Unfortunately depending on where you are from the majority of doctors will not be up to speed with cutting edge solutions with respect to medication. Most will have never heard of Stablon or find the idea completely stupid because it contradicts the theory of more serotonin = more happiness. I've been seeing my doctor on and off for the past 9 years and in that time it's just been one SSRI chucked at me after another. Some of them are really bad in this respect. I don't doubt that good doctors do exist and some will be more up to date and 'with it'. But even then getting them to prescribe anything other than an SSRI...? It could still be tough - the 'SSRI prescribing culture' is going to be a hard thing to shake off. Here in the UK its the same as it was 9 yrs ago for me.... The medical profession just seems content with SSRI's as the answer to everything despite the fact that evidence clearly points otherwise with regards to success rates.

Bearing in mind Stablon shouldn't even really be compared with SSRI's really. As I said you shouldn't feel cheated because it's a completely different type of drug. It just works differently. It's like Bupripion. Bupripion is an anti-depressant but it works mainly on DA and NE. It's stimulating and gives you that 'get up and go' effect. Stablon also increases DA in certain parts of the brain and although it speeds up the re-uptake of Serotonin, it's my opinion that what it actually does is make the process more efficient. So instead of your Serotonin lingering around it's going to where it's supposed to go and when it hits the receptors it gives you the hightening effect as opposed to the emotional blunting effect you get from SSRI's. There is a lot of good stuff on pubmed about Stablon if you get the time to read it.
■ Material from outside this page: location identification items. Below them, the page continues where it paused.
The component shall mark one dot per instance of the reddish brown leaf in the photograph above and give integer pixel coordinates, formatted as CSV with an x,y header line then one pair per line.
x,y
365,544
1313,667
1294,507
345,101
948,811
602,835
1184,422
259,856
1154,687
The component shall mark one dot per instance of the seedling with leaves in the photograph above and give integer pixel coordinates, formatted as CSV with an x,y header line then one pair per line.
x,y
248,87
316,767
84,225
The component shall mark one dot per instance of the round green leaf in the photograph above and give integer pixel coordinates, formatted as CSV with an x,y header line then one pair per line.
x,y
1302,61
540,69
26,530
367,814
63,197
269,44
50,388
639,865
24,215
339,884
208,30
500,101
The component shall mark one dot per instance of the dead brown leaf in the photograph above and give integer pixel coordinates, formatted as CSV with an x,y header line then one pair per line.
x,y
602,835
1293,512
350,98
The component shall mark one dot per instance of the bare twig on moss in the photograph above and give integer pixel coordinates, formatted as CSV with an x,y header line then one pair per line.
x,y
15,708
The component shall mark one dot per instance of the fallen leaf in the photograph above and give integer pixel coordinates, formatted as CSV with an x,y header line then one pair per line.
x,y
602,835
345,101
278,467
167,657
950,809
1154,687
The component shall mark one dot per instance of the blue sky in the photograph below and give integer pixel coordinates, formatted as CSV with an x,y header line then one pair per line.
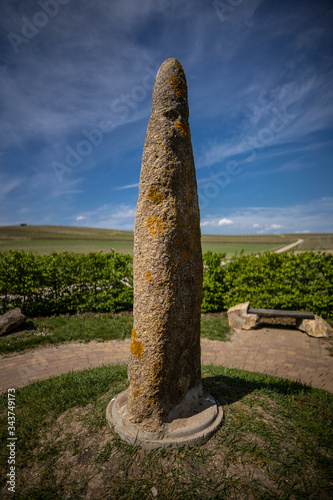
x,y
76,79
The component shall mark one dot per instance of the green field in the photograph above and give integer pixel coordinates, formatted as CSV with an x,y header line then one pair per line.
x,y
47,239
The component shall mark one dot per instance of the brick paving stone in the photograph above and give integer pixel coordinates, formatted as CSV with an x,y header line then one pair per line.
x,y
283,353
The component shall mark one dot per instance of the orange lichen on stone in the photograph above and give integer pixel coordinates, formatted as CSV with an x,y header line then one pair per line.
x,y
147,276
136,346
183,128
156,225
177,85
155,195
186,255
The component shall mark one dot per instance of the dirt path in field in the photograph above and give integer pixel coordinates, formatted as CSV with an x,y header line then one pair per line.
x,y
288,247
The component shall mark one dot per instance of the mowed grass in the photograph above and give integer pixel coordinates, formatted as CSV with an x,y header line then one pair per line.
x,y
43,332
46,247
276,441
47,239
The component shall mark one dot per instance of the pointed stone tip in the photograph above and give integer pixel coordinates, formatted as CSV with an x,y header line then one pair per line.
x,y
170,89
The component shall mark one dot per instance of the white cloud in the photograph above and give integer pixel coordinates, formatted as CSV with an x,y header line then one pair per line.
x,y
315,216
225,222
128,186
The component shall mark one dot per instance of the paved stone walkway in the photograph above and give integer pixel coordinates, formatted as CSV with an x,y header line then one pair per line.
x,y
284,353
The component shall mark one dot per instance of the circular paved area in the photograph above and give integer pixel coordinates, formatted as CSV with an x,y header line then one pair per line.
x,y
284,353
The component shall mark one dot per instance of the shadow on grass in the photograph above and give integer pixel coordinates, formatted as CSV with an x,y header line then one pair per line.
x,y
234,386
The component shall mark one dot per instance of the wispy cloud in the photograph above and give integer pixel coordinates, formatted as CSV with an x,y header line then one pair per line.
x,y
315,216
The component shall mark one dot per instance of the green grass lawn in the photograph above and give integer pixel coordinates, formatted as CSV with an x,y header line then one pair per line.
x,y
276,441
42,332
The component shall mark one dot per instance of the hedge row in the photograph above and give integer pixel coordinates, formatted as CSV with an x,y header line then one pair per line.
x,y
70,283
65,282
302,282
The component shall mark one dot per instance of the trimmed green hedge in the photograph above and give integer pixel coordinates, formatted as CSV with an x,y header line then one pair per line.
x,y
71,283
302,282
65,282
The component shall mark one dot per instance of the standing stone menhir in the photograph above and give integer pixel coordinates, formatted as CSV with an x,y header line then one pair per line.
x,y
165,404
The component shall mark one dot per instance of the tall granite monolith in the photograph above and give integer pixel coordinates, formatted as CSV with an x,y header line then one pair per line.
x,y
165,404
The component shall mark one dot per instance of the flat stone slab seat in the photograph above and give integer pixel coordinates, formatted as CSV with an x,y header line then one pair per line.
x,y
192,422
244,317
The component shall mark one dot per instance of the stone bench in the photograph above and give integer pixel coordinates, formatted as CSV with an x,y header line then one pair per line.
x,y
244,317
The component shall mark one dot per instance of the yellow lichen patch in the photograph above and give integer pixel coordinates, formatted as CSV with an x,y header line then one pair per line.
x,y
185,255
155,195
136,346
177,85
156,225
183,128
147,276
189,197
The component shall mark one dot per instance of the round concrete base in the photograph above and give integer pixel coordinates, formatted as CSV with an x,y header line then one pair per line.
x,y
192,422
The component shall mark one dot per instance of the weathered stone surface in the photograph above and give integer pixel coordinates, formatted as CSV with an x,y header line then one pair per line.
x,y
238,317
11,320
317,327
165,350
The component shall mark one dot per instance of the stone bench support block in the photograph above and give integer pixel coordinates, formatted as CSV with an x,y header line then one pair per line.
x,y
239,318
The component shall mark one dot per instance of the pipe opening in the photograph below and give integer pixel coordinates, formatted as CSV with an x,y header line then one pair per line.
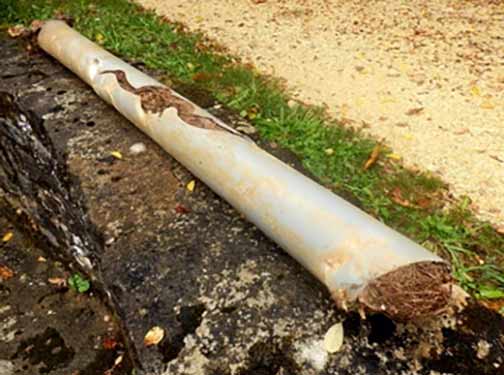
x,y
413,291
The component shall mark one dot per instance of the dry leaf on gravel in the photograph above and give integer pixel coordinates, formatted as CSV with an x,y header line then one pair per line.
x,y
333,339
373,157
396,196
154,336
190,186
116,154
415,111
5,272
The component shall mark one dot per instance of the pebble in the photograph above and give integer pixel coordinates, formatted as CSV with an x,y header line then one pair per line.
x,y
137,148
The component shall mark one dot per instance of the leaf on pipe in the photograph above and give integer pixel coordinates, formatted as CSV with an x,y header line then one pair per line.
x,y
154,336
333,339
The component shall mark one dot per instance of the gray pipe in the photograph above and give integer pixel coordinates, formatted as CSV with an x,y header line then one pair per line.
x,y
360,260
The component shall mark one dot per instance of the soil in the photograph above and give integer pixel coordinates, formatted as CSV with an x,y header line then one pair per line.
x,y
425,76
229,300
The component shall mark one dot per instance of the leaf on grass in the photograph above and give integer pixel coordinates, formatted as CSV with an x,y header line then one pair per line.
x,y
397,197
414,111
154,336
99,38
116,154
201,76
423,203
58,281
329,151
394,156
373,157
5,272
333,339
7,237
109,343
491,293
190,186
180,209
79,283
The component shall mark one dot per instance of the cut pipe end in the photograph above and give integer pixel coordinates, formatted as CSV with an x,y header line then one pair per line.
x,y
410,292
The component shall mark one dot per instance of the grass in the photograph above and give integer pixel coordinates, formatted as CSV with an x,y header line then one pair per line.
x,y
413,203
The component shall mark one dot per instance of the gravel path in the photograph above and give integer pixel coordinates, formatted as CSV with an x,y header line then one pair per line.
x,y
428,77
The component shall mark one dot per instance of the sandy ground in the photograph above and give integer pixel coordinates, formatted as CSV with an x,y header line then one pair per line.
x,y
426,76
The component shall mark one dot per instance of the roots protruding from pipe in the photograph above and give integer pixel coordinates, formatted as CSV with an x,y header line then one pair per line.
x,y
413,291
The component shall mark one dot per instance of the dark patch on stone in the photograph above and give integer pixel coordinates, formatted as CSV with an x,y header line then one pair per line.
x,y
269,359
189,318
47,351
382,328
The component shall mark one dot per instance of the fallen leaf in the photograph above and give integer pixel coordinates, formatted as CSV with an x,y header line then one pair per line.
x,y
495,157
394,156
190,186
5,272
487,104
7,237
396,196
109,343
333,339
409,137
58,281
154,336
201,76
116,154
423,203
118,360
329,151
180,209
79,283
16,31
99,38
475,91
414,111
373,157
461,131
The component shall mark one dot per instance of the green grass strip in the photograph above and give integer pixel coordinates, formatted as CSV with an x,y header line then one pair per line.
x,y
411,202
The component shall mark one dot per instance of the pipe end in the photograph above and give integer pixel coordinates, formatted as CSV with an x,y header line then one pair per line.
x,y
410,292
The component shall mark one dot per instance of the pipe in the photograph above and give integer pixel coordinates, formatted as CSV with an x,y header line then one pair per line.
x,y
361,261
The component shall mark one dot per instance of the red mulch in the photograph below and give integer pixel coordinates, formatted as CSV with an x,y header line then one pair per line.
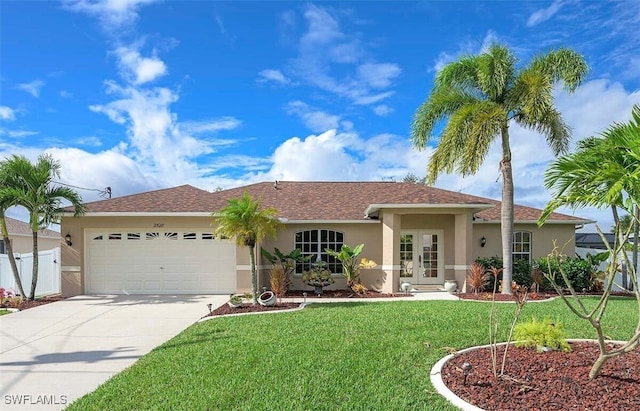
x,y
26,304
343,294
547,381
224,309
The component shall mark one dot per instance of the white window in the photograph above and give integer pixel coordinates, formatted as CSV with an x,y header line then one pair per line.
x,y
521,249
313,243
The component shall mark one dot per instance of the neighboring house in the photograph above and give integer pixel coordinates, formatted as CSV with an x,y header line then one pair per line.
x,y
21,238
593,240
161,242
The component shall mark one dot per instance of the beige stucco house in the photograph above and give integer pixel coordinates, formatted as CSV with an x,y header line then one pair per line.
x,y
161,242
21,238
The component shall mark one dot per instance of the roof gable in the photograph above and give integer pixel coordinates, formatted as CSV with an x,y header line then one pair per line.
x,y
313,201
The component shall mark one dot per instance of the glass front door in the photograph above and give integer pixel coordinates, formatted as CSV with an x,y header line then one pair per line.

Here's a report explaining about the efficiency of Serotonin turnover:

*Antidepressant action of tianeptine is connected with acceleration of serotonin turnover in the synapse: a hypothesis.*

Uzbekov MG.
Department of Brain Pathology, Research Institute of Psychiatry, Moscow. [email protected]
*Abstract*

Based on the results of our investigation of patients with anxious depression under the treatment with serotonergic antidepressants with different mechanism of action on serotonin reuptake we, the first time in the literature, propose the hypothesis about neurochemical mechanism of tianeptine action. According to this hypothesis tianeptine not only activates serotonin reuptake into the synaptic ending but also activates its release from the ending into the synaptic cleft thus accelerating serotonin turnover rate in the synapse. Proposed mechanism mainly refers the first, acute phase of its action directed to the normalization of serotonergic neurotransmission.

PMID: 19827315 [PubMed - indexed for MEDLINE]

So it sounds as if it basically improves the synthesis of Serotonin. More is pumped out and more is consumed.

A really interesting drug.


----------



## meyaj (Sep 5, 2009)

Well to be honest I would think that would be an obvious hypothesis, just like SSRIs do quite the opposite and actually downregulate receptors, it's all part of your brain's very complex homeostatic response to balance things out.

Here's the thing though... it's rare that a drug can push the homeostatic response PAST baseline (that is, start producing more to the point where there is serotonin sitting in the synapse more than there used to be.) Also, the vast majority of serotonin receptors actually do bad things when activated, the efficacy of some drugs lies completely in BLOCKING these receptors, but I don't see any perfect drug for this, we may need a combination of more highly selective drugs. Remeron is an interesting approach, but it also blocks antihistamine VERY potently, which contributes to its knock-out power, something very undesirable, and it also blocks the serotonin antagonist 5HT2C receptor, which is helpful in a way - blocking that particular receptor can contribute to anxiolysis and also a decrease in motor restlessness. Both good things, but it can also contribute to a hugely increased appetite, so voracious that the fear of putting on 100 pounds is a reason that MANY people stop using the drug.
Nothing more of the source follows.